Memory Safety Simplifies Microprocessor Design
Contemporary microprocessor designs are based on pervasively shared mutable state. This introduces numerous vulnerabilities that have been exploited to violate the security of our computing platforms. Mechanisms to mitigate these hazards, such as Memory Management Units (MMUs), increase the complexity and power-consumption of CPUs. The movement to multicore processors amplifies the problem and adds more complexity to synchronize shared-memory access across cores (e.g.: cache coherency logic).
By focusing on memory safety from the beginning, we can greatly simplify microprocessor designs, using less logic and consuming less power. The key is moving away from shared mutable state.
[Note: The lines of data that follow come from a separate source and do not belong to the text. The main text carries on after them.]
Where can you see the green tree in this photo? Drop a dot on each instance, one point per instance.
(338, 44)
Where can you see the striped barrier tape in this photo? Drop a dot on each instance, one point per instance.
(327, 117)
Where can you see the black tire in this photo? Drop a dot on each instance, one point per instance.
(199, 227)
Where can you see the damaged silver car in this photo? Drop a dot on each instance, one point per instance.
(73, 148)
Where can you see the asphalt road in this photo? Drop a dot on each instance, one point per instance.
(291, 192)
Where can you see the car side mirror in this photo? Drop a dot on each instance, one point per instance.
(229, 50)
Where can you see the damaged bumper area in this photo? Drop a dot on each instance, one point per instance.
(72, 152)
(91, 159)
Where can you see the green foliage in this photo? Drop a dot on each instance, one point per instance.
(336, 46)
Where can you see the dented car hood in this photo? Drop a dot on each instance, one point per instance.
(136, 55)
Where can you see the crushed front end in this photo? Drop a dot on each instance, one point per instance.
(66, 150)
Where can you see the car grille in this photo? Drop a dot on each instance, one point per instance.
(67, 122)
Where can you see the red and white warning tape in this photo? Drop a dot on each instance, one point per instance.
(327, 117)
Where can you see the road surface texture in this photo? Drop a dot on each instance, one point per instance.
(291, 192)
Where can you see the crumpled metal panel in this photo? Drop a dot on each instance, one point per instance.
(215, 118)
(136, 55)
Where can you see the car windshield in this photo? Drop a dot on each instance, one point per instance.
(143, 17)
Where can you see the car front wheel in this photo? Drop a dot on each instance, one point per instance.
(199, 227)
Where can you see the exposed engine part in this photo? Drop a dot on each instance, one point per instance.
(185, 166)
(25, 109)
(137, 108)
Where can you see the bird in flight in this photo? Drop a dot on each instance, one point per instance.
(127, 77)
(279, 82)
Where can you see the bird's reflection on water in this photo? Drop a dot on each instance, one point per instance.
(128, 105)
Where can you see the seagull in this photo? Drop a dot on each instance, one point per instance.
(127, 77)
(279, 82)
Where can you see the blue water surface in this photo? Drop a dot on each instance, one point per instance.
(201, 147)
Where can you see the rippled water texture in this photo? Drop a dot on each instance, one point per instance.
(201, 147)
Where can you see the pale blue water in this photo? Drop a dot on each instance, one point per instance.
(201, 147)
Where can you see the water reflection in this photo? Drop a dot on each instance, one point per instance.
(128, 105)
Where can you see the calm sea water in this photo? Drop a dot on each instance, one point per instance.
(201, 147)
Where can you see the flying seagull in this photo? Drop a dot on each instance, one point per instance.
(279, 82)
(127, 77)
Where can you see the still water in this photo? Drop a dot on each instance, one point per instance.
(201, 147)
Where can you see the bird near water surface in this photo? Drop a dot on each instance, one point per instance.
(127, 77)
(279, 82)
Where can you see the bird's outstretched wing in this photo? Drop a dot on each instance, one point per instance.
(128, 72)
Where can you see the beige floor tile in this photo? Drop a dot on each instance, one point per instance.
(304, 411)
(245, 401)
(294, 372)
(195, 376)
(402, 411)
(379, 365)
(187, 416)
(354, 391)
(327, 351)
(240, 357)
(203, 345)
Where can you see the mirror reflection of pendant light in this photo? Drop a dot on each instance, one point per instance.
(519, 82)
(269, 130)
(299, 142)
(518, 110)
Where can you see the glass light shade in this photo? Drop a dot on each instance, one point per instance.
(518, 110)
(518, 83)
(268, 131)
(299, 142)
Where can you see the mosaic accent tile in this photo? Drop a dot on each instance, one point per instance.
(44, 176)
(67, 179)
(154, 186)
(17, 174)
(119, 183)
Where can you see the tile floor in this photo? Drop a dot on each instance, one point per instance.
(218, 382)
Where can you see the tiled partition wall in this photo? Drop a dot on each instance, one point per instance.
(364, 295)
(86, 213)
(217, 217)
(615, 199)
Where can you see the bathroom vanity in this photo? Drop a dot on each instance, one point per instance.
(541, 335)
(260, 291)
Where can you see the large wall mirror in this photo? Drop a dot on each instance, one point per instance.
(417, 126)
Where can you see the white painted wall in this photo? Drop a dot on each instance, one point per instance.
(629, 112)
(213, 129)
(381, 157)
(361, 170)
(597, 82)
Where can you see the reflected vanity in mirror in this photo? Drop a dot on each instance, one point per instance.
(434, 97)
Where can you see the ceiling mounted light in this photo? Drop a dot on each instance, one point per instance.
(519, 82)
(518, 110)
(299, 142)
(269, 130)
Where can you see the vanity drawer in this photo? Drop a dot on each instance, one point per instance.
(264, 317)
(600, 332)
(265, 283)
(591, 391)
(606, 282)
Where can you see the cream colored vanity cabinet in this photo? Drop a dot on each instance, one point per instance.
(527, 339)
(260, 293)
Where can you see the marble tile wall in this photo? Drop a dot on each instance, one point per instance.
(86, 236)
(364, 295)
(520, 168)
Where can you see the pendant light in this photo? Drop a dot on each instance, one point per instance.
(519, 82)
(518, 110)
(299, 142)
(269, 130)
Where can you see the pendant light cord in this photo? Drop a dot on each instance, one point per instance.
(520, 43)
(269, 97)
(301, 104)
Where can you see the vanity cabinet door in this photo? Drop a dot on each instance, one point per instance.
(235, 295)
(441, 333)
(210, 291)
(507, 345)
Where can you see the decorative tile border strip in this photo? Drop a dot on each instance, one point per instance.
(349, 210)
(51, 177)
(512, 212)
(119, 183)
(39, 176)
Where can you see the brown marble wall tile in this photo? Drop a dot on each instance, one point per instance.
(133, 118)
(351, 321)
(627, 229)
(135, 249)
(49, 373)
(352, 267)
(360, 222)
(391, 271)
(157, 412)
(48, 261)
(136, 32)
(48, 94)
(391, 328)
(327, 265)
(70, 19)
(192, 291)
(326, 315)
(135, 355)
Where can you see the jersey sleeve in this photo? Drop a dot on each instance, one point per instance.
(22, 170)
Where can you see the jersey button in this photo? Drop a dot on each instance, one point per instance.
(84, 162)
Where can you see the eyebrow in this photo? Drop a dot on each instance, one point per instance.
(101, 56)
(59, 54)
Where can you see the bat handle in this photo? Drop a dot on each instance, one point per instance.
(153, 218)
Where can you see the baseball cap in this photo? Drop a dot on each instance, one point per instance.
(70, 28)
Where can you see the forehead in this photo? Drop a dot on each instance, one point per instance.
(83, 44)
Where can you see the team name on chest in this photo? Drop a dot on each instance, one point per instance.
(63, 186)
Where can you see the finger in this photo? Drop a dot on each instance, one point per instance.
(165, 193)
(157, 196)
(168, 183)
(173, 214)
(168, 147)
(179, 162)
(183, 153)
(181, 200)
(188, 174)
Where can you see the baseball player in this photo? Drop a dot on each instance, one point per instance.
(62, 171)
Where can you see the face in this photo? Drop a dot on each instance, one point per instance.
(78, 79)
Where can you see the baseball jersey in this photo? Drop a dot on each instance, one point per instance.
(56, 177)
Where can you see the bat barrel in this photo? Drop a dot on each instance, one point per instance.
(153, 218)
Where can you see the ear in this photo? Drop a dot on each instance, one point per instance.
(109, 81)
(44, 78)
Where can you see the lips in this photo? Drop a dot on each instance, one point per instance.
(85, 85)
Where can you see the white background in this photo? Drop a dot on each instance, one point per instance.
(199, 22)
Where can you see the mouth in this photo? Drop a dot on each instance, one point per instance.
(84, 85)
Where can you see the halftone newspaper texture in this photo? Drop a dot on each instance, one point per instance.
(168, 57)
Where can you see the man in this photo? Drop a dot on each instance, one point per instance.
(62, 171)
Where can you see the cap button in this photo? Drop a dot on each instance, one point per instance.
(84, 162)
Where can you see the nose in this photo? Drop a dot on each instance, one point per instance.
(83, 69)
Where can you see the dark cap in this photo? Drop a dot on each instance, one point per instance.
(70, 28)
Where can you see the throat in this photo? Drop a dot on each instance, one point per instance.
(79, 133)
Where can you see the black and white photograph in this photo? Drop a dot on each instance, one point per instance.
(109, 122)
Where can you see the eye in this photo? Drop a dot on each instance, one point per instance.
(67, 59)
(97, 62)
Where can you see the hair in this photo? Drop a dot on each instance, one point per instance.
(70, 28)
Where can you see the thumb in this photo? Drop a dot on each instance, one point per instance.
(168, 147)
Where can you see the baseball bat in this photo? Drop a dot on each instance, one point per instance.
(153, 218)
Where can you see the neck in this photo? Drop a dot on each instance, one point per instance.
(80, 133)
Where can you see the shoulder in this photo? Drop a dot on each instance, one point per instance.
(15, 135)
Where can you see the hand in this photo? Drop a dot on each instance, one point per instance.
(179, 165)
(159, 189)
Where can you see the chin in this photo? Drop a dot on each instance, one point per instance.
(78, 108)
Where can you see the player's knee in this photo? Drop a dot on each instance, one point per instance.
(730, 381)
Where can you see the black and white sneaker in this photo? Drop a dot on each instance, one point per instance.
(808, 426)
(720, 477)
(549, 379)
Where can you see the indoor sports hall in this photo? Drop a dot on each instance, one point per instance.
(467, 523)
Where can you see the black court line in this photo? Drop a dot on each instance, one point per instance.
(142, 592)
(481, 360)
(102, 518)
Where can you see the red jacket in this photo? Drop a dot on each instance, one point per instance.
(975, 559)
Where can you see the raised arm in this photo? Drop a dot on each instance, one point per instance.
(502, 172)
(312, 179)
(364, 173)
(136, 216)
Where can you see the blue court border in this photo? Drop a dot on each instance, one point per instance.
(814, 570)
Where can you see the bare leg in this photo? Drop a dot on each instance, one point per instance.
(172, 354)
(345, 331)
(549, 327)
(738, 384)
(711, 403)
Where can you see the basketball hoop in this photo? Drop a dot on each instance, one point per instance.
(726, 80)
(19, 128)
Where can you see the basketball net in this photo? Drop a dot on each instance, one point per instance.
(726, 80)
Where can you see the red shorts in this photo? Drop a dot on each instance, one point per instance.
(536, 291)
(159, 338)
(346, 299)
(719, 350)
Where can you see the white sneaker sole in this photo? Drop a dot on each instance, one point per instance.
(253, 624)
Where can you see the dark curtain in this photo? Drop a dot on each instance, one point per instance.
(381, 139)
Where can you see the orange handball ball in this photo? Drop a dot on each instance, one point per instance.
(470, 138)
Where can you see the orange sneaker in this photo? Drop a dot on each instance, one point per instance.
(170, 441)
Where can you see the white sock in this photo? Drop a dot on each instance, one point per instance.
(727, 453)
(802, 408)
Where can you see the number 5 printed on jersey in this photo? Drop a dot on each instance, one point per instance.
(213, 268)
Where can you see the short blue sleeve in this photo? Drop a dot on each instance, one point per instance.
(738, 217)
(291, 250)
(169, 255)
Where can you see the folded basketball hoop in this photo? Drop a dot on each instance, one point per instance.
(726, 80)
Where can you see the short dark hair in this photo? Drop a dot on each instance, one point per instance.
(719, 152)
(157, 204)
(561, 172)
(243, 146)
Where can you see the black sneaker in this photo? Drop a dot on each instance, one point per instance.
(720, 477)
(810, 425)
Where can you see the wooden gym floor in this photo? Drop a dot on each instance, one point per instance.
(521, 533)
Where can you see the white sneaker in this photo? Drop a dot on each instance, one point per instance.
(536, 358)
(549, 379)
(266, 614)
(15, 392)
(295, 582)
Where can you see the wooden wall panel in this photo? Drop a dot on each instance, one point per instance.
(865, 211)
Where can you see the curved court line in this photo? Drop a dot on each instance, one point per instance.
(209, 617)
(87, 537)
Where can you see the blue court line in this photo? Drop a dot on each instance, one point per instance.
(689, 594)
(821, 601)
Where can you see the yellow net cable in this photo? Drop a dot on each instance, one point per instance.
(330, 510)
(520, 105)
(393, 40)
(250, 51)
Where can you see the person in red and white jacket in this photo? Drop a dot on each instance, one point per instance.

One way to do that is to prefer immutable data and stateless computation, as is done in pure functional programming. Another way is to exclusively use private mutable state. Both techniques can be used, in a complementary manner, to achieve provable memory safety.
Contemporary Processors
Nearly all contemporary processor designs evolved from the von Neumann architecture, which originally specified a single processing unit with a local memory and connections to external I/O devices. The processor executed instructions sequentially, performing I/O, calculating values, and mutating local storage. This design is fine if you only have one thing to do. However, the design soon evolved to support multitasking, which gave the illusion of multiple independent processes by multiplexing the processor core.
Unfortunately, from the perspective of the processor there is still only one thread of control, focused on the currently-executing instruction sequence. The software process abstraction required additional hardware to support the separation of resources used by each process to prevent them from interfering with each other. However, it was also desirable for processes to communicate with each other, which they usually did through access to shared memory. So a limited form of interference was explicitly permitted.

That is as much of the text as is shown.